Over the past fifteen years, his writing has covered urban topics that range from green infrastructure in New York to land tenure in a Mumbai slum. From 2008 – 2015, he served as the founding editor-in-chief of Urban Omnibus, an online publication about exemplary, urban projects in New York City, published by The Architectural League of New York. This work served as the point of departure for his first book, Citymakers: The Culture and Craft of Practical Urbanism (2017) and was recognized with an Arts and Letters Award in Architecture by the American Academy of Arts and Letters in 2018.
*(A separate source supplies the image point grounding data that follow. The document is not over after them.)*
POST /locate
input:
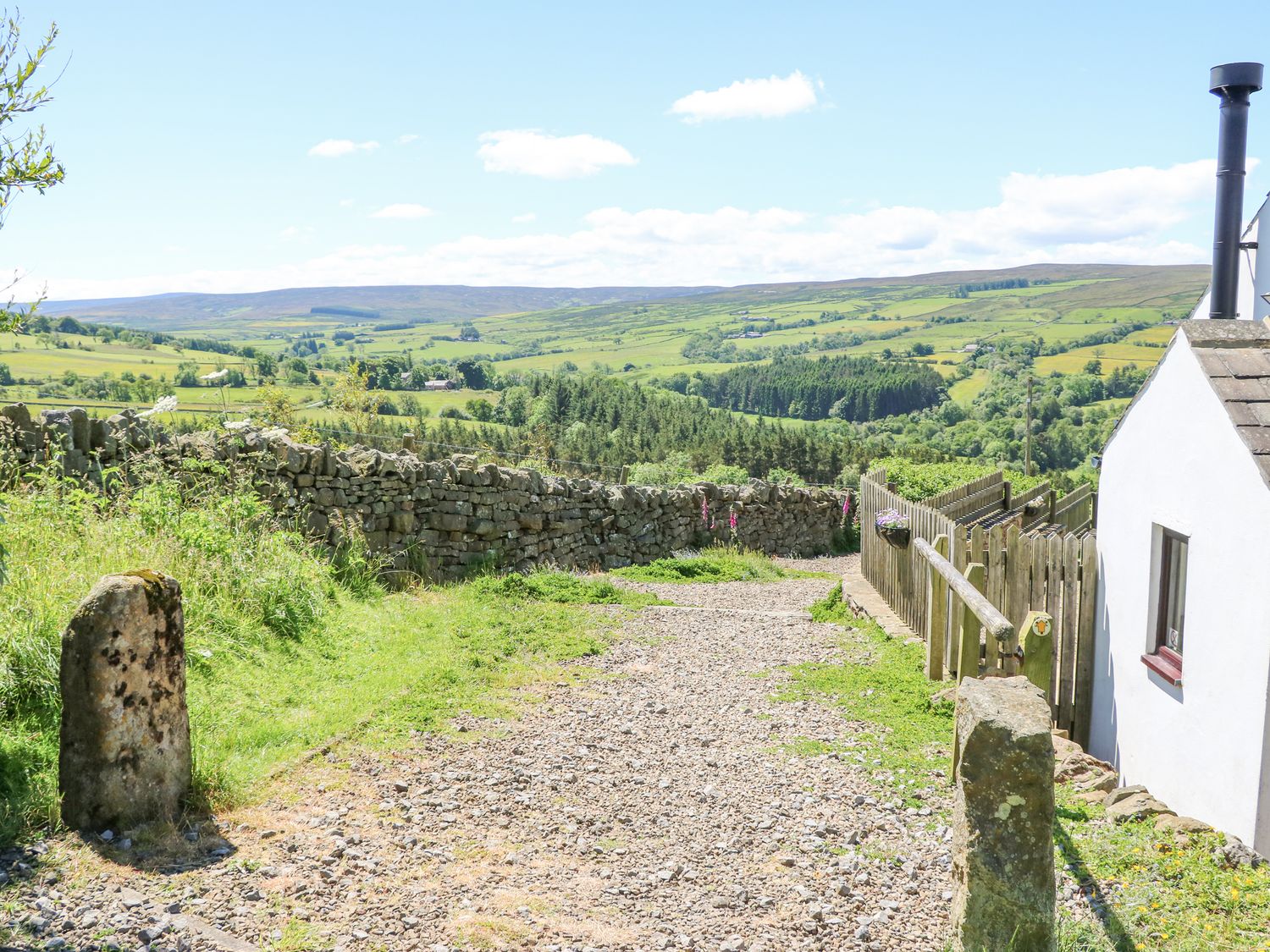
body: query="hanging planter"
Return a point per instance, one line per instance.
(892, 527)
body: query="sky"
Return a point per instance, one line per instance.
(244, 146)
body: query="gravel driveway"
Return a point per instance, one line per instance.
(648, 804)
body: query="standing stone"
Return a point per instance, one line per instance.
(124, 744)
(1003, 817)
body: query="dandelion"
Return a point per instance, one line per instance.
(163, 405)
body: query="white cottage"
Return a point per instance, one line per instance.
(1181, 692)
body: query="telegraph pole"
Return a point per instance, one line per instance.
(1028, 434)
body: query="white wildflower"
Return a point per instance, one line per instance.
(163, 405)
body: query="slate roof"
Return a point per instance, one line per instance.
(1236, 357)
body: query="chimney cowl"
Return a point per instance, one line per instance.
(1234, 84)
(1236, 75)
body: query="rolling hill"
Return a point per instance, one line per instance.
(404, 302)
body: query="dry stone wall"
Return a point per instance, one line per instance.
(442, 518)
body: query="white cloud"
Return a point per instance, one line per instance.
(535, 152)
(749, 99)
(1133, 216)
(333, 147)
(403, 210)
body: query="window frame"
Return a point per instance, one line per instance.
(1165, 660)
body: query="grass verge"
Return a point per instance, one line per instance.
(713, 565)
(1157, 894)
(904, 736)
(284, 649)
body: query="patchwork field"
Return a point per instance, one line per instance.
(638, 339)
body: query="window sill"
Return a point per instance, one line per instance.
(1165, 667)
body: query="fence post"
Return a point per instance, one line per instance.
(124, 740)
(1038, 644)
(968, 647)
(936, 614)
(1002, 819)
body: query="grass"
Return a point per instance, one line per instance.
(713, 565)
(917, 482)
(286, 650)
(1160, 895)
(881, 687)
(560, 586)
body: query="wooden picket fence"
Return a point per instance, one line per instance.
(1052, 569)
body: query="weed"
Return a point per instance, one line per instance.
(713, 565)
(553, 586)
(881, 685)
(284, 650)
Trained as an urban planner, geographer, and documentary filmmaker, Shepard’s film and video work has been commissioned by and screened at the Venice Architecture Biennale, the Cooper-Hewitt Smithsonian Design Museum, the Museum of the City of New York, and the United Nations, among many other venues around the world. His writing on urbanism has appeared in Next City, Places, Domus, Public Culture, Strangers Guide and The Huffington Post. He teaches in the Urban Design program at Columbia University’s Graduate School of Architecture, Planning and Preservation and has been a guest lecturer in the Cities Programme of the London School of Economics and a Poiesis Fellow at the Institute for Public Knowledge at New York University. He has degrees in filmmaking from Harvard University, urban geography from Kings College London, and urban planning from the Massachusetts Institute of Technology.